Ms. Bradley and Mr. Morrissey of Rosegreen, Cashel, Co Tipperary, had five children together, the youngest born six months after his death.
She is unhappy over the manner in which the inquest was conducted, and claims he limited the scope of the inquiry into the circumstances surrounding Evan's death.
She says the inquest was not conducted in accordance with the law.
The coroner, she claims, prevented relevant evidence concerning the facts and omissions that led to Mr Morrissey's death being put before the jury.
Her barrister Patrick Tracey told the High Court said solicitor Cian O'Carroll represented Ms Bradley at the two day inquest.
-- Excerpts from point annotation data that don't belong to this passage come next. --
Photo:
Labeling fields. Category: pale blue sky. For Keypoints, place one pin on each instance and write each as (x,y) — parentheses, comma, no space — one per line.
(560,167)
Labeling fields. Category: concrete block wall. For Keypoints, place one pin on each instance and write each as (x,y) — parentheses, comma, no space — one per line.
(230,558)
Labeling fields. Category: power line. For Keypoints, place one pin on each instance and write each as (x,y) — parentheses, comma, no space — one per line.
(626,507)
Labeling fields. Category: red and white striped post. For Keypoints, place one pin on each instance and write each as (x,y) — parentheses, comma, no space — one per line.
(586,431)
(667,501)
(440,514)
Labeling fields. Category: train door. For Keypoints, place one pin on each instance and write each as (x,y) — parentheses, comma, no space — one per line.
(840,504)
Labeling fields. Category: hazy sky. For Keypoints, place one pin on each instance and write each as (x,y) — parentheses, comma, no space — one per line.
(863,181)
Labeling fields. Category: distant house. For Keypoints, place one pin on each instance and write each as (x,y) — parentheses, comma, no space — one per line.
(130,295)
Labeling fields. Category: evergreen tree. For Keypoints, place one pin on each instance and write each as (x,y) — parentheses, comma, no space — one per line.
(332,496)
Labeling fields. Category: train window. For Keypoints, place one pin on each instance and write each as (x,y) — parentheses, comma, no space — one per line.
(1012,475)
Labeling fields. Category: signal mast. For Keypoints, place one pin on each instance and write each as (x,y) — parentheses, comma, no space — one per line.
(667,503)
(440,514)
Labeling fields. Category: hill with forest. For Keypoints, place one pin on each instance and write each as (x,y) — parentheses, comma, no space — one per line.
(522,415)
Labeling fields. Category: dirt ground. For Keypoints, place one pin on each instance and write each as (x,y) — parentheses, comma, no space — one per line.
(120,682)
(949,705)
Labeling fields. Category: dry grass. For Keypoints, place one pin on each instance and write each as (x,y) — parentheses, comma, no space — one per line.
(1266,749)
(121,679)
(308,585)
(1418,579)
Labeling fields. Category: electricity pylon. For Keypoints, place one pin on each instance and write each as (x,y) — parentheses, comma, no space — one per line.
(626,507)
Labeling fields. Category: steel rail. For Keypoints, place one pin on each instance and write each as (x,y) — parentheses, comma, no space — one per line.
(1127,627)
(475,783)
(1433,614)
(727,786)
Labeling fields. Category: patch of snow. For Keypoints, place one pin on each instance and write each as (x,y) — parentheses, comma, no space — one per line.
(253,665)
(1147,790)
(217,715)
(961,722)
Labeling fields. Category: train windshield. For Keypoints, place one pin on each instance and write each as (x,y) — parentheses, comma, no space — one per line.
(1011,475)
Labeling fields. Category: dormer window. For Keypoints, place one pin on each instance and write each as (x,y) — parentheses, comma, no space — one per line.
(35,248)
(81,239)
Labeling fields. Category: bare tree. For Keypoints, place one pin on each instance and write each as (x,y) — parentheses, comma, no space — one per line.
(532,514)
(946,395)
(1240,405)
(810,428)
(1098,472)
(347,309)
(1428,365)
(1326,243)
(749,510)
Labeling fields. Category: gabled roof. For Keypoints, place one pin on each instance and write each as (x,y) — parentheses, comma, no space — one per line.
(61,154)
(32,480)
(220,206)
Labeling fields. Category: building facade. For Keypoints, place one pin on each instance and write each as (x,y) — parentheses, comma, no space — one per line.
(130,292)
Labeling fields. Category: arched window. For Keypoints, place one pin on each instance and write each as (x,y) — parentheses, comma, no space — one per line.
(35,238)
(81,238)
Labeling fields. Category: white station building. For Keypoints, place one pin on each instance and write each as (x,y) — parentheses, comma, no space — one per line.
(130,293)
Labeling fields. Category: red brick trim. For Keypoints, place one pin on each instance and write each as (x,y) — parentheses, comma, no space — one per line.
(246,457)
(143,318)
Mr O'Carroll attempted to ask questions of the medical witnesses at the inquest, but was not allowed to do so by the coroner, counsel said.
Counsel said the coroner repeatedly prevented Mr O'Carroll from asking questions that strayed beyond that particular person's interaction with Mr Morrissey when the deceased was under their care.
In particular, Mr O'Carroll sought to ask questions in relation to the procedures and protocols that were in place at STGH for dealing with patients with symptoms such as those exhibited by Mr Morrissey.
Counsel said because of the interventions by the coroner, Mr O'Carroll on instructions from Ms Bradley decided to withdraw from the inquest.
Permission to bring the action was granted, on an ex parte (one side only represented) basis, by Mr. Justice Seamus Noonan who said the matter could come back to court in October.